The next six verses show us what John saw regarding the deeper conflict we are all involved in all the time; spiritual warfare in the heavens and on earth. John saw an angelic army, led by Michael, fighting a satanic one, led by Satan the great dragon. Satan's defeat explains his fury and confirms God's power over him.
War breaks out in heaven, and Satan is thrown down by the archangel Michael and his allies. This great conflict began in the heavenly realm, most likely before the Garden of Eden scene of temptation. It comes to a climax in Christ’s death, but the fury of the dragon intensifies against the Church after the Messiah is taken up to God's throne. “It was understood that Satan once was able to make accusations against people before God (Job 1:6-12), but after Christ's death, resurrection, and ascension, Satan has been barred from the heavenly throne room. Moreover, the vision shows that Satan lashes out on the earth because he is angry at having lost out in heaven. Satan is like a caged animal who tries to do as much damage as possible in the space he has available. Evil is present and active on earth, but it is not all-powerful.” [https://www.enterthebible.org/newtestament.aspx?rid=66]

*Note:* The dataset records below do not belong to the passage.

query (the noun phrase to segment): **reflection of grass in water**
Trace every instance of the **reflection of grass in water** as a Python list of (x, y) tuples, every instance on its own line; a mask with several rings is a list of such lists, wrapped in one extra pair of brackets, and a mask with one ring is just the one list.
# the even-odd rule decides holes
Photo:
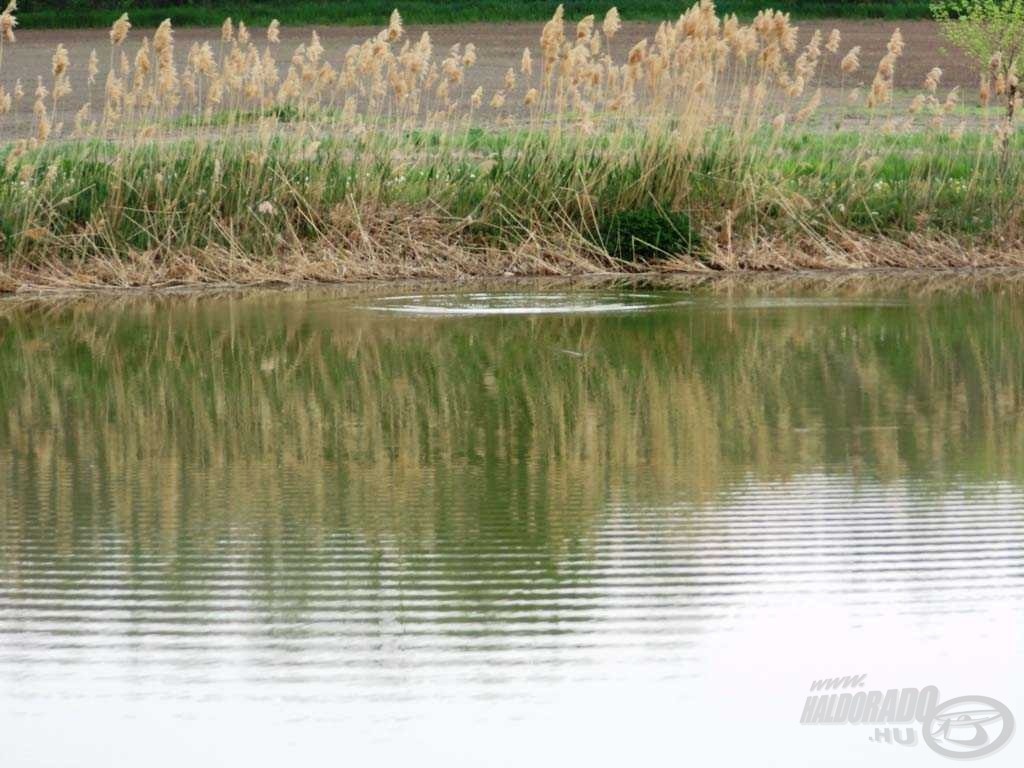
[(3, 514), (68, 551), (108, 527), (169, 552), (347, 527), (555, 554), (609, 503), (748, 476), (1016, 482), (1021, 306), (1013, 286), (471, 322), (288, 296), (5, 309)]

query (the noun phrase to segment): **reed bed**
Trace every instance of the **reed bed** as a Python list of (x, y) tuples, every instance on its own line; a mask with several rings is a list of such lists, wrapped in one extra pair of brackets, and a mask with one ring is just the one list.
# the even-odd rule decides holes
[(4, 75), (16, 11), (0, 290), (1024, 262), (1013, 62), (977, 94), (940, 67), (898, 94), (898, 29), (862, 62), (838, 31), (798, 46), (770, 10), (744, 24), (702, 0), (634, 41), (615, 9), (559, 8), (485, 92), (485, 51), (410, 39), (397, 11), (344, 51), (230, 19), (179, 51), (169, 21), (122, 16), (27, 83)]

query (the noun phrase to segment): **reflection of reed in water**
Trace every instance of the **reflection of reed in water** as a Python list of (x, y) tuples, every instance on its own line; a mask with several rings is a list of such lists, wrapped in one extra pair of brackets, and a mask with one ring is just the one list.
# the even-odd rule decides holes
[(1020, 480), (1015, 284), (899, 305), (752, 295), (771, 292), (469, 321), (330, 293), (9, 305), (7, 543), (273, 551), (348, 529), (372, 549), (557, 560), (609, 505), (707, 503), (751, 478)]

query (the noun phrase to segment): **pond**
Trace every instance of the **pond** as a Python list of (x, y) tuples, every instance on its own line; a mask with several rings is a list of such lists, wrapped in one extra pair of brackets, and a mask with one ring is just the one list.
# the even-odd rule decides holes
[(941, 763), (801, 718), (1024, 717), (1022, 329), (1010, 276), (0, 302), (0, 764)]

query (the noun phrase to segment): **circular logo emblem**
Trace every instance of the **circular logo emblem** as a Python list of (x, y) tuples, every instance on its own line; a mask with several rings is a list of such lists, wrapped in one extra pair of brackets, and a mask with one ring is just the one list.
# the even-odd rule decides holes
[(943, 757), (991, 755), (1013, 736), (1013, 714), (987, 696), (958, 696), (936, 705), (922, 723), (925, 743)]

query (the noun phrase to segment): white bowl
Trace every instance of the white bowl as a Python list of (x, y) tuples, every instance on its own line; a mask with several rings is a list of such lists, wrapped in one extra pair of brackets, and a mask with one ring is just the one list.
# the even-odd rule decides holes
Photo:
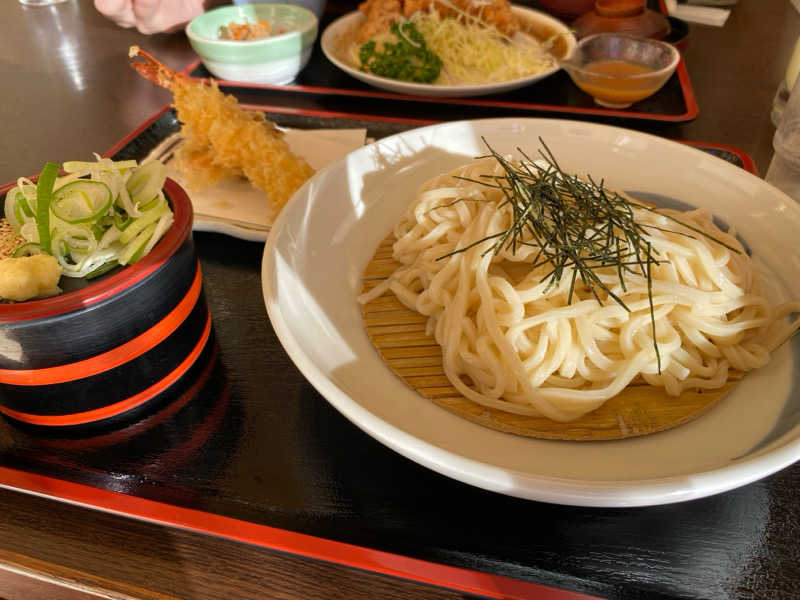
[[(523, 22), (527, 27), (534, 31), (547, 30), (557, 35), (561, 35), (564, 44), (564, 55), (569, 54), (575, 47), (575, 36), (558, 19), (546, 15), (537, 10), (530, 8), (522, 8), (520, 6), (512, 7), (514, 14)], [(530, 85), (536, 81), (549, 77), (557, 72), (561, 67), (554, 64), (551, 68), (536, 73), (535, 75), (528, 75), (519, 79), (511, 79), (509, 81), (499, 81), (494, 83), (485, 84), (468, 84), (468, 85), (436, 85), (433, 83), (413, 83), (410, 81), (400, 81), (397, 79), (389, 79), (387, 77), (379, 77), (372, 73), (367, 73), (358, 68), (348, 51), (355, 31), (359, 25), (364, 21), (363, 13), (354, 11), (339, 17), (333, 23), (325, 28), (322, 32), (322, 52), (328, 59), (345, 73), (352, 75), (356, 79), (368, 83), (371, 86), (388, 90), (390, 92), (397, 92), (400, 94), (410, 94), (413, 96), (429, 96), (438, 98), (462, 98), (468, 96), (485, 96), (487, 94), (499, 94), (501, 92), (508, 92), (515, 90), (526, 85)], [(561, 58), (557, 56), (556, 58)]]
[[(763, 180), (645, 133), (556, 119), (490, 119), (385, 138), (318, 172), (284, 207), (264, 251), (270, 320), (300, 371), (343, 415), (400, 454), (459, 481), (562, 504), (643, 506), (733, 489), (800, 459), (800, 338), (708, 413), (610, 442), (537, 440), (462, 419), (411, 389), (367, 336), (357, 296), (375, 248), (429, 178), (484, 154), (536, 151), (653, 202), (724, 217), (765, 283), (800, 298), (800, 206)], [(769, 288), (772, 289), (772, 288)], [(776, 300), (780, 298), (775, 298)]]

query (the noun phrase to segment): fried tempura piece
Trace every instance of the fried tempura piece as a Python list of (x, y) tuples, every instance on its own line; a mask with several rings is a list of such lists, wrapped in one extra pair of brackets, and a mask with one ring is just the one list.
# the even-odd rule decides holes
[(49, 254), (4, 258), (0, 260), (0, 298), (22, 302), (60, 294), (61, 271)]
[(511, 12), (509, 0), (366, 0), (358, 9), (367, 20), (356, 32), (359, 44), (389, 31), (392, 23), (401, 16), (409, 18), (415, 12), (433, 10), (442, 18), (457, 18), (464, 14), (476, 17), (495, 27), (508, 37), (519, 31), (519, 20)]
[[(209, 172), (198, 181), (218, 181), (222, 173), (241, 173), (267, 192), (276, 209), (314, 173), (289, 149), (283, 134), (260, 112), (246, 111), (236, 98), (223, 94), (215, 82), (192, 81), (132, 46), (130, 56), (145, 61), (131, 66), (150, 81), (172, 92), (182, 133), (189, 146), (184, 166)], [(184, 173), (190, 180), (192, 172)]]
[(214, 162), (214, 150), (205, 144), (186, 141), (178, 146), (173, 165), (184, 175), (193, 192), (216, 185), (224, 179), (244, 177), (241, 171), (220, 167)]
[(356, 32), (356, 41), (359, 44), (386, 33), (392, 23), (403, 15), (400, 0), (366, 0), (358, 6), (358, 10), (367, 17)]
[(464, 9), (469, 14), (494, 25), (503, 35), (511, 37), (519, 31), (519, 20), (511, 12), (511, 3), (508, 0), (490, 0), (488, 4), (467, 0), (466, 4)]
[[(433, 4), (433, 0), (404, 0), (403, 1), (403, 16), (408, 18), (418, 10), (429, 10)], [(441, 16), (448, 16), (450, 10), (442, 6), (436, 5), (436, 10), (439, 11)]]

When we see and hear what John saw and heard next, we have glorious reasons to reflect upon the redemptive work of Christ. John testifies; “Then I heard a loud voice in heaven say: ‘Now have come the salvation and the power and the kingdom of our God, and the authority of his Messiah. For the accuser of our brothers and sisters, who accuses them before our God day and night, has been hurled down. They triumphed over him by the blood of the Lamb and by the word of their testimony; they did not love their lives so much as to shrink from death. Therefore rejoice, you heavens and you who dwell in them! But woe to the earth and the sea, because the devil has gone down to you! He is filled with fury, because he knows that his time is short.’”

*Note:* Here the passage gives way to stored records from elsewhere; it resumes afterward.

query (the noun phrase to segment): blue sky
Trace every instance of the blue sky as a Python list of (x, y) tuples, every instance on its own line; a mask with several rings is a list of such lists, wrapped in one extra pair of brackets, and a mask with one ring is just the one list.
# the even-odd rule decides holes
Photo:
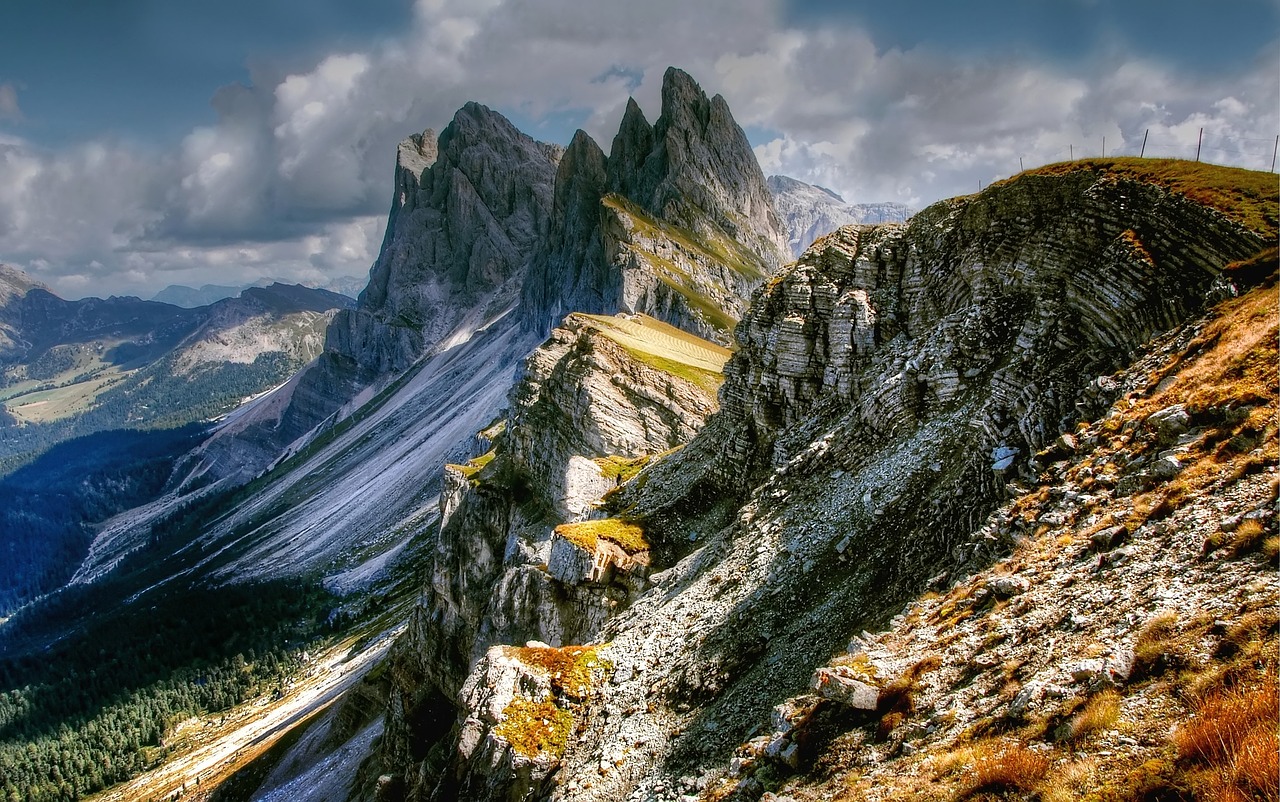
[(662, 71), (767, 172), (922, 206), (1111, 153), (1267, 169), (1272, 0), (6, 0), (0, 261), (67, 296), (363, 275), (395, 143), (467, 100), (607, 148)]

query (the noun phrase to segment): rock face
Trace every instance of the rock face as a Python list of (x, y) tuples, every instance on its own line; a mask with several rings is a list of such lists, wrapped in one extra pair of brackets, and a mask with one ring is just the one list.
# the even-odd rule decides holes
[(559, 158), (478, 103), (438, 142), (427, 131), (400, 143), (382, 251), (329, 350), (376, 373), (402, 371), (464, 317), (479, 325), (513, 303)]
[[(486, 430), (493, 448), (446, 468), (430, 585), (392, 664), (383, 762), (404, 777), (409, 798), (454, 798), (451, 777), (484, 773), (474, 755), (483, 754), (486, 765), (528, 768), (505, 742), (481, 753), (479, 734), (456, 740), (478, 726), (466, 723), (477, 716), (486, 726), (502, 720), (500, 710), (486, 717), (466, 705), (455, 720), (458, 694), (492, 695), (483, 690), (491, 683), (467, 681), (491, 646), (588, 641), (643, 586), (643, 573), (628, 570), (590, 581), (586, 572), (555, 578), (548, 563), (562, 538), (554, 530), (598, 515), (595, 505), (619, 484), (618, 471), (686, 442), (715, 409), (715, 371), (727, 357), (652, 319), (572, 315), (529, 358), (505, 420)], [(584, 560), (594, 556), (585, 553)], [(495, 670), (492, 659), (487, 665), (481, 674)], [(457, 775), (442, 776), (413, 756), (425, 748), (446, 755), (461, 749), (467, 757), (456, 764)], [(558, 760), (544, 761), (537, 777)], [(474, 798), (505, 799), (532, 776), (523, 770), (490, 776), (483, 786), (489, 790)]]
[(786, 261), (785, 244), (728, 105), (671, 68), (657, 122), (630, 101), (607, 157), (574, 135), (523, 320), (546, 332), (568, 312), (621, 309), (727, 342), (744, 299)]
[(560, 149), (468, 103), (437, 140), (400, 143), (382, 250), (356, 308), (329, 326), (287, 403), (206, 446), (206, 471), (261, 471), (371, 384), (510, 310), (547, 226)]
[(906, 222), (914, 214), (901, 203), (847, 203), (826, 187), (785, 175), (769, 176), (769, 191), (786, 228), (791, 255), (796, 259), (814, 240), (841, 226)]
[[(654, 572), (607, 619), (553, 633), (608, 642), (612, 660), (559, 772), (545, 775), (554, 786), (514, 778), (469, 798), (693, 790), (851, 633), (889, 621), (928, 577), (980, 562), (1000, 542), (983, 522), (1011, 482), (1034, 476), (1031, 455), (1111, 402), (1116, 385), (1097, 377), (1186, 320), (1226, 263), (1265, 244), (1206, 206), (1090, 167), (820, 240), (754, 297), (720, 412), (606, 502), (643, 528)], [(516, 521), (526, 532), (529, 509)], [(515, 575), (498, 567), (528, 548), (528, 534), (511, 536), (515, 520), (454, 507), (389, 732), (412, 730), (415, 703), (447, 710), (484, 645), (540, 634), (546, 608), (512, 594)], [(1011, 603), (1028, 592), (996, 585)], [(862, 707), (861, 686), (882, 686), (836, 673), (849, 680), (842, 698)], [(479, 770), (467, 750), (442, 748), (444, 775)], [(798, 759), (785, 739), (774, 751)], [(441, 775), (401, 765), (410, 798), (427, 798)]]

Here we focus, not on the trials and tribulations of the conflicted world in which we live. We focus rather on the fundamental message of the Apocalypse, told over and over throughout this book; Jesus Christ died for our sins and rose again for our justification. We are more than conquerors through Him who loved us. No matter what happens, we will triumph over the devil and his agents “by the blood of the Lamb and by the word of our testimony.”
The blood of the Lamb is objective; Jesus Christ atoned for our sin and is for all who believe and follow Him, our mercy seat.
The word of our testimony is subjective; Jesus calls us to trust Him and obey Him. No matter what happens in our lives, our words of faith are proven, or not, by the way we walk in service to Christ. Even if we face the death of martyrdom, we triumph in Christ in the end.
When we take the bread and juice of Communion, we profess our faith in the death of Christ for our sins. When we live day by day, walking in His Spirit, we show our hope in the resurrection. Take and eat, take and drink today. Trust and obey every day.